La lista es larga: no solo se encubre a los abusadores sexuales, sino
que el derecho canónico no protege a los niños de la violencia y sigue
haciendo una clara distinción con los hijos nacidos fuera del
matrimonio; con su actitud general la Iglesia estigmatiza la
homosexualidad, mantiene los estereotipos sexistas en sus libros de
texto, arrebata la identidad a los hijos de los sacerdotes, sigue
tolerando los castigos físicos en algunas instituciones, no investiga el
tormento que sufrieron cientos de niñas irlandesas en las lavanderías
Magdalena —donde eran explotadas laboralmente y sometidas a abusos
(entre otros suplicios)— y, en general, no invierte en formar a los
suyos en valores que pongan fin a tanto infierno infantil.
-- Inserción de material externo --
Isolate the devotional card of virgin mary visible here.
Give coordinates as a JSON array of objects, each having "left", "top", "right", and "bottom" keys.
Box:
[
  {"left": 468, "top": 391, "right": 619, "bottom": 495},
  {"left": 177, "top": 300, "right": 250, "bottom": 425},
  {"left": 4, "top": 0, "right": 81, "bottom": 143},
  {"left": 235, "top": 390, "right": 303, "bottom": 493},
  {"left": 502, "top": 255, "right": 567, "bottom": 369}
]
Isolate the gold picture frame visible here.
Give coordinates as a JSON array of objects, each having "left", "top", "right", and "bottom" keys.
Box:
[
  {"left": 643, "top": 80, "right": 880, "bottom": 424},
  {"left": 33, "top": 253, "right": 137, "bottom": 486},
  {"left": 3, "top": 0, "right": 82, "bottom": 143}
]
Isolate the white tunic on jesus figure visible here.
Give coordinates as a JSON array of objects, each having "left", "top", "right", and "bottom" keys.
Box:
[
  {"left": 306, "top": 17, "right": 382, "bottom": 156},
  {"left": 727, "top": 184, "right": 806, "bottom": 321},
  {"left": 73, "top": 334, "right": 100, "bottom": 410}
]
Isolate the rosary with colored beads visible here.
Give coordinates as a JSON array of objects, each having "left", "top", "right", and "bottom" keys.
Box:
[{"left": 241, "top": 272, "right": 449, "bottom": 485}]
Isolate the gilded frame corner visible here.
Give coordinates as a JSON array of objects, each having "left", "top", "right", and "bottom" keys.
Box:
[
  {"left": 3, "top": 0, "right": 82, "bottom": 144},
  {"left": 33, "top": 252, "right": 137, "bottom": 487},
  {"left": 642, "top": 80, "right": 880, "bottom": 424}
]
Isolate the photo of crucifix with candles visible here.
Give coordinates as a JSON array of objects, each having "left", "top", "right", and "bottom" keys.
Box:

El papa Francisco ha creado un grupo de trabajo para tomar medidas
conducentes a “estar siempre del lado de los niños”. Frente al informe
de la ONU, el exsecretario de Estado vaticano Tarcisio Bertone ha pedido
paciencia. Indudablemente, la tarea de Francisco llevará tiempo porque
es titánica. El mal corroe la institución y está bien enquistado. Pero
la paciencia tiene un límite y en España la jerarquía católica es
especialmente refractaria al revisionismo. Mantener a Rouco, ciertamente
a punto de jubilarse, avalar a una Conferencia Episcopal obsesionada
con participar en política con el aborto o nombrar cardenal a Fernando
Sebastián, que cree que hay que curar la homosexualidad, no es la mejor
señal para la paciencia sobre una institución todavía tan influyente.